Sempre a qualidade. Eu já tive a possibilidade de visitar fábricas de grandes marcas internacionais e ver quais são os parâmetros de produção. Obviamente, há marcas internacionais que trabalham com matérias-primas de alta qualidade, mais nobres... o nosso objectivo é fazer com que as marcas não tenham tanta visibilidade, mas sim a qualidade dos produtos,  quer nos sapatos, quer nas roupas que visto. Entretanto, nos produtos que eu consumo em casa, sou um pouquinho mais picuinhas. Também não vou pela marca, mas pela qualidade e gosto de experimentar tudo para depois poder julgar e avaliar. Uso o que realmente gosto e a base de tudo é a qualidade!

 Em que bens mais gasta?

 Alimentação, sem sombra de dúvidas. Mas eu não gasto muito dinheiro (Risos). Tenho algumas parcerias com marcas que fazem com que eu não gaste muito, mas isso é a nível de estética. Porém, tenho uma queda por sapatos, em uma quantidade muito vergonhosa.. Mas, se entram cinco, saem dez.  As primas e as amigas vão levando, às vezes obrigam-me a receber algum valor, mas não sou boa comerciante (risos), principalmente se são pessoas amigas. Mas também procuro, às vezes, produtos de marca nos outlets e não tenho vergonha de dizer isso, porque lá encontro essas grandes marcas com 70% de descontos.

 Fale-nos mais sobre si, a sua infância e as principais influências teve para o que é hoje, tanto como pessoa quanto como profissional.

 Eu nasci em Angola, mas fui para Portugal com dois anos de idade. Cresci com dois irmãos (homens), os meus pais sempre foram divertidos com uma mente muito aberta deixando-nos à vontade para fazer as coisas e questionarmos sobre elas. E lembro-me do que o meu pai dizia quando tivéssemos que sair: “podem ir, mas não me façam andar na rua de cara baixa”. Isto é uma coisa que tem muito peso e sempre tive isso muito assente, daí que fui uma pessoa muito tranquila. Gosto de estar em casa, de ler e ver televisão. Sou muito sonhadora, acredito muito nos zodíacos e nos astros, sou uma típica aquariana. A minha cabeça esta sempre muito a frente. Tenho uma mente realmente criativa, o que é bom, até no meu trabalho também sou uma pessoa muita tranquila, o que permite que eu raramente reaja a quente, mas antes assimile as coisas, pense e refleta muito bem para depois responder. Aos 24 anos de idade, voltei a Angola com o pai da minha filha, com quem vive 14 anos, e quando cheguei tive aquela sensação de que “eu conheço isso” senti-me em casa. É uma sensação muito estranha porque é um lugar onde se estive até aos dois anos e não tinha referências.

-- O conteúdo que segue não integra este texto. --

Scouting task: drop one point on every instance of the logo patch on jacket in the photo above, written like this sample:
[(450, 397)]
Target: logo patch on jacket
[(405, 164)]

Depois trabalhei em publicidade durante alguns anos...

 Principais desafios para 2016? O ano já vai no sexto mês. O que é que já realizou?

Este ano eu queria muito trabalhar na divulgação do meu blog, porque vai ter algumas novidades que eu acho que vão ser muito interessantes. Estou muito ansiosa para ver como é que vai correr e qual vai ser a reacção das pessoas. Estou também na ZAP com o espaço “Moda & Beleza”, mas efectivamente gostava de ter um programa meu ligado à moda, em televisão, idealizado e conduzido por mim.

É preciso ter um espírito muito forte para conseguir lidar com tanta maledicência que há aqui...

 

Quais são as suas preferências ao nível da música, dança e pintura?

Quanto a música eu sou bastante eclética. Gosto muito de Jazz, Bossa Nova, Blues e Soul Music. Gosto de música tranquila. No carro tenho Asa, Lokua Kanza, Gabriel Tchiema e Filipe Mukenga. Tenho ainda Bruna Tatiana (que é muito minha amiga) e Titica que ofereceu-me recentemente o CD. Gosto imenso de dançar, adoro uma boa passada, não uma “tarrraxinhas” porque não acho piada. O meu pai dança muito bem e eu desde miúda sempre que íamos às festas com ele dávamos um show nas pistas de dança. Também já fiz aulas de salsa durante muito tempo. O Kuduro não sei dançar, nem o “Do Milindro” consigo dar. A minha filha farta-se de rir com a minha falta de jeito. Pintura não tenho quadros em casa mas aprecio, temos vários quadros no escritório da Chocolate e gosto de muitos. A nível de artistas nós estamos muito bem servidos, pena é que os nossos artistas não são valorizados, eu tento fazer a minha parte e criei agora uma rubrica na revista que é “Cultura” para falar dos artistas nacionais, tanto consagrados como os aspirantes.